O projeto apresenta-se como uma proposta de democratização de acesso, visto que todas as suas ações terão acesso livre e gratuito. Estas atividades servirão como incentivo à melhoria na qualidade de vida da população, principalmente por se tratar de gratuidade, garantindo a inclusão, o fomento, a democratização e acessibilidade plena da população. Ainda assim, está previso a realização de uma oficina de musicalização infantil, para alunos da pré-escola de uma instituição pública de ensino definida posteriormente, com duração de 20 horas.
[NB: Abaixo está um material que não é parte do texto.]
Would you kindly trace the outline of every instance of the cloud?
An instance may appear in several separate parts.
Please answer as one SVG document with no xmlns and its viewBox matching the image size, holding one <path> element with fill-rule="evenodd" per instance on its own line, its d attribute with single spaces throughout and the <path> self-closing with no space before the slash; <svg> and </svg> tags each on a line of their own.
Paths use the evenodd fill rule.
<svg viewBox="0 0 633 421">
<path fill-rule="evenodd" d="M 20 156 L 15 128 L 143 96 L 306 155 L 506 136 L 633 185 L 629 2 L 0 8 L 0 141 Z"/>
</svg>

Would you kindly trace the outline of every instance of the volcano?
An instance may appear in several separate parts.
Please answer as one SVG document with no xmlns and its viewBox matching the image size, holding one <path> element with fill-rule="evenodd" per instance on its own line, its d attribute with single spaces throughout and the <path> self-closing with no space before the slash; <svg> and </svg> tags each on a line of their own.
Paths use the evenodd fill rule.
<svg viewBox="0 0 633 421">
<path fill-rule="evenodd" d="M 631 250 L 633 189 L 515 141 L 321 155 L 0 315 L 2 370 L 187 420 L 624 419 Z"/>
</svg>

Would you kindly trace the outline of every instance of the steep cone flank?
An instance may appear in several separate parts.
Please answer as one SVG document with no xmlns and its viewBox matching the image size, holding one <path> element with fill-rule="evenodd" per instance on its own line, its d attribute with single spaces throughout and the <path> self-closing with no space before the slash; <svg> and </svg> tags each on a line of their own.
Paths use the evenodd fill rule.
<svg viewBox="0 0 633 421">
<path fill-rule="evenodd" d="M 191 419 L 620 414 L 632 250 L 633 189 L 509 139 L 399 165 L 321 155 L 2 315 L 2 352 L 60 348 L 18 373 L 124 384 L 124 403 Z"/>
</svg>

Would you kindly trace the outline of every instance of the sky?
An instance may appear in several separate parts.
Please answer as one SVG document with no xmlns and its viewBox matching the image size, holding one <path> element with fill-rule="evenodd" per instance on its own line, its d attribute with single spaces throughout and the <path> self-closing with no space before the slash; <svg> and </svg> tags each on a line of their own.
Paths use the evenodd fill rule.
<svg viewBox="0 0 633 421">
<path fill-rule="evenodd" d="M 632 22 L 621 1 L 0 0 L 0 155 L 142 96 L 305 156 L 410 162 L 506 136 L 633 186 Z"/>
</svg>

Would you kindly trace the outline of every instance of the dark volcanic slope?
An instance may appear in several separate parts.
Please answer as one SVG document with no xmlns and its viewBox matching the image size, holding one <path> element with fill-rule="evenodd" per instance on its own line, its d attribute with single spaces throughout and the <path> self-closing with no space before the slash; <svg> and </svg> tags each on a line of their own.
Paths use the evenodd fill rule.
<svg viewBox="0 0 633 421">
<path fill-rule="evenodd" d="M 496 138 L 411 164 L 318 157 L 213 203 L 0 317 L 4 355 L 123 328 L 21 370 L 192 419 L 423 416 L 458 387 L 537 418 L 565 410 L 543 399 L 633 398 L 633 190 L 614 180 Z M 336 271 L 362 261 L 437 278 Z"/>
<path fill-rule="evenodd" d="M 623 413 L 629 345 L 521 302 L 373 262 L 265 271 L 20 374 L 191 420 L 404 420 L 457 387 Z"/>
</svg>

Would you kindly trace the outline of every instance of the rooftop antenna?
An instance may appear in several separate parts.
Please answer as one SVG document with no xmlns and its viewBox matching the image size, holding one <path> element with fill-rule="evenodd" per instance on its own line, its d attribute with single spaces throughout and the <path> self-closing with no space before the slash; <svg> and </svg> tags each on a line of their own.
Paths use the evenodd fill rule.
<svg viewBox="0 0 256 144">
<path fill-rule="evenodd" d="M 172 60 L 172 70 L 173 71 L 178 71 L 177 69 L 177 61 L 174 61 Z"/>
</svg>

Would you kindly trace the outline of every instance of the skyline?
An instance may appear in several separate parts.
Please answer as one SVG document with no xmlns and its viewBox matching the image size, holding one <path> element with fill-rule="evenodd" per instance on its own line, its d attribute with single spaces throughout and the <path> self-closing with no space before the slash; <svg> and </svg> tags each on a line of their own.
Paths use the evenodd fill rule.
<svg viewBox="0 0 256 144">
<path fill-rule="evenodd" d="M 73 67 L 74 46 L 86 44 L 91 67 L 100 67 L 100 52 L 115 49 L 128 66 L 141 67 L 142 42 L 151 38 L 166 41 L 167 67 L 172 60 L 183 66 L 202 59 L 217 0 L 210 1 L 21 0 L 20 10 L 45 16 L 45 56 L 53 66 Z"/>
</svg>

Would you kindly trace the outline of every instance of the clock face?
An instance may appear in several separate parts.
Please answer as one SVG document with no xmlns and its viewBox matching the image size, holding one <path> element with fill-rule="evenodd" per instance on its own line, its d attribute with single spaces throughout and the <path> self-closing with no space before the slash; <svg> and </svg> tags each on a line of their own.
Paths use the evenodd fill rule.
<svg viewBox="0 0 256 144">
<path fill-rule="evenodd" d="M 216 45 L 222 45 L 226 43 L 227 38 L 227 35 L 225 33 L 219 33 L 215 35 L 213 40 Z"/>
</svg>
Márcia Giovana da Costa/Bouganville Produções (PROPONENTE) – Coordenação Geral e Gestão Administrativa e técnico financeira do projeto. Currículo anexado nos documentos do proponente. Luciana Brito – Produção Executiva Mestre em Artes Cênicas pelo PPGAC-UFRGS, graduada em Teatro- Licenciatura pela UFRGS, atriz, pesquisadora, produtora e Iluminadora. Atualmente é diretora do Núcleo de Pesquisa BECKETT-WE que é um grupo de pesquisa cênica sobre a obra de Samuel Beckett, no qual foi indicada ao prêmio Açorianos de melhor direção em 2018. Fez parte do grupo de teatro Ói Nóis aquí Traveiz, criando e encenando o espetáculo Amargo Santo da Purificação. Faz parte do grupo Ato Cia Cênica desde o ano de 2012. Na área de iluminação foi monitora no Departamento de Arte Dramática da UFRGS. Co-criou e executou a iluminação do espetáculo O FEIO, recebendo indicações de Melhor Iluminação no ano de 2012. Na área da produção, atua desde 2010 na elaboração e execução de projetos culturais via leis de incentivo e editais e atualmente coordena o projeto #7Xbeckett contemplado no edital FUMPROARTE e FUNARTE na RUA. Atuou como produtora executiva dos seguintes projetos, financiados via leis de incentivo: Canto Livre (2011, 2014, 2015), Mulher Encanto (2012, 2014), Festival da Canção Cristo Redentor (2013), Arte Movie (2015, 2016),Concerto Didático – Orquestra de Bom Retiro do Sul (2016), Dança para Todos (2016), Musicalidades do Sul: Banda Marcial Cristo Redentor (1ª e 2ª edição).
Projeto encaminhado para avaliação de resultados.